La produzione di beni ad alta tecnologia e più in generale ad alta intensità di conoscenza richiede investimenti in ricerca scientifica. L’Italia investe troppo poco in ricerca scientifica. Ma occorre soprattutto una nuova politica economica del paese. Dobbiamo smettere di impelagarci in astiose discussioni sui dettagli e affrontare il cuore del problema: occorre un impegno da parte di tutti - stato, imprenditori, sindacati - per modificare la specializzazione produttiva del paese.
Non è un’impresa impossibile. Abbiamo le risorse umane per farlo. E abbiamo esempi concreti da imitare. All’inizio degli ’90 c’era un altro gigante malato in Europa, la Germania. I tedeschi non hanno pensato a modificare il loro welfare. Non si sono persi in sterili discussioni sui fannulloni (ci sono anche lì). Ciascuno - stato, imprenditori, sindacato - ha fatto la sua parte e tutti hanno accettato la sfida dell’alta tecnologia nell’economia della conoscenza.

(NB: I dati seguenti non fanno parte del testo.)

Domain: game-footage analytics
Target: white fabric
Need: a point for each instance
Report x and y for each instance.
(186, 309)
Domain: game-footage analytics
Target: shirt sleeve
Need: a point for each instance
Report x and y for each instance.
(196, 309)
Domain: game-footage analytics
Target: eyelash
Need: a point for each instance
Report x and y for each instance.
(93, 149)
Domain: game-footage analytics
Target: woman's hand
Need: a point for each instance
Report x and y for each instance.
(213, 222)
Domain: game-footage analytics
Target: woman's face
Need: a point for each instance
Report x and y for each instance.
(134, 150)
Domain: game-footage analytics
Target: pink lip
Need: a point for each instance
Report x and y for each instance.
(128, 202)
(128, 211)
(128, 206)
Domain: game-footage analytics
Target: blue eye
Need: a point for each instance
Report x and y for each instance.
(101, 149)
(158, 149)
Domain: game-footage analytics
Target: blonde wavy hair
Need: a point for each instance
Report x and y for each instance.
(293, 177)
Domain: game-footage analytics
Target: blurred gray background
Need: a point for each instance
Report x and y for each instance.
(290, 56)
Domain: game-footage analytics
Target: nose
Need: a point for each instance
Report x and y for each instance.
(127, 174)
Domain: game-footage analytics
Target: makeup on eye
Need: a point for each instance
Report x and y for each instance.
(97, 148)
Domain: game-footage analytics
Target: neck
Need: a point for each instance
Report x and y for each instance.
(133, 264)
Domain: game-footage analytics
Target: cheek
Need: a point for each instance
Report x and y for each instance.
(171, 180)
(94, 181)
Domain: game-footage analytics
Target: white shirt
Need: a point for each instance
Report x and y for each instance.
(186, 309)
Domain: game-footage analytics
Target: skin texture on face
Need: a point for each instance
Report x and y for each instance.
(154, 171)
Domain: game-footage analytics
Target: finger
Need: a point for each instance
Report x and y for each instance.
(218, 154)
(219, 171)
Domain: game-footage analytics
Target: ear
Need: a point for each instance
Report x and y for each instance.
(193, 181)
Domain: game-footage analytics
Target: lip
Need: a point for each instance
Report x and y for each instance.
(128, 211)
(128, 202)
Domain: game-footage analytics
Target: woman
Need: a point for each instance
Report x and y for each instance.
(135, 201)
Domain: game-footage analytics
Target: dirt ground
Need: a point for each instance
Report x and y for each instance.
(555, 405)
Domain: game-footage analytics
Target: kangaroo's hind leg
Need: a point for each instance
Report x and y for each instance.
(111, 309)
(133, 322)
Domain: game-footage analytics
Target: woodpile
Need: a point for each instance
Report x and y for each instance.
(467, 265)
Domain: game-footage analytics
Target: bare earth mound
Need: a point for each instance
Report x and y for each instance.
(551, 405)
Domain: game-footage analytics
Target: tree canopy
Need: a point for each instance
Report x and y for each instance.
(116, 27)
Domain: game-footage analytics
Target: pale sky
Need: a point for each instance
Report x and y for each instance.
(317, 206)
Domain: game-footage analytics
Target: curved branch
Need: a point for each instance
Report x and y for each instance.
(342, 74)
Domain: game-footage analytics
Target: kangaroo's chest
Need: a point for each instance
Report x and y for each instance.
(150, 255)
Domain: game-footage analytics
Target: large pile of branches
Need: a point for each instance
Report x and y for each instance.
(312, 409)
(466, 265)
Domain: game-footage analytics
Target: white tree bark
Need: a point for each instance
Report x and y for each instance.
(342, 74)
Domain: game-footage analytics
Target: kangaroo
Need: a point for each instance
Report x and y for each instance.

Oggi la Germania è tornata a essere la locomotiva d’Europa.
Nelle scorse settimane i tedeschi hanno deciso di investire un loro piccolo tesoretto: 3 miliardi di euro. Non lo hanno speso e nessuno ha chiesto di spenderlo per tagliare l’imposta sulla casa e neppure per abbattere il cuneo fiscale alle imprese. Lo hanno investito per creare cinque o sei nuovi centri di formazione e di ricerca di assoluta eccellenza.
Facciamo, dunque, come in Germania. Smettiamola di accapigliarci sui fannulloni e iniziamo a costruire il futuro.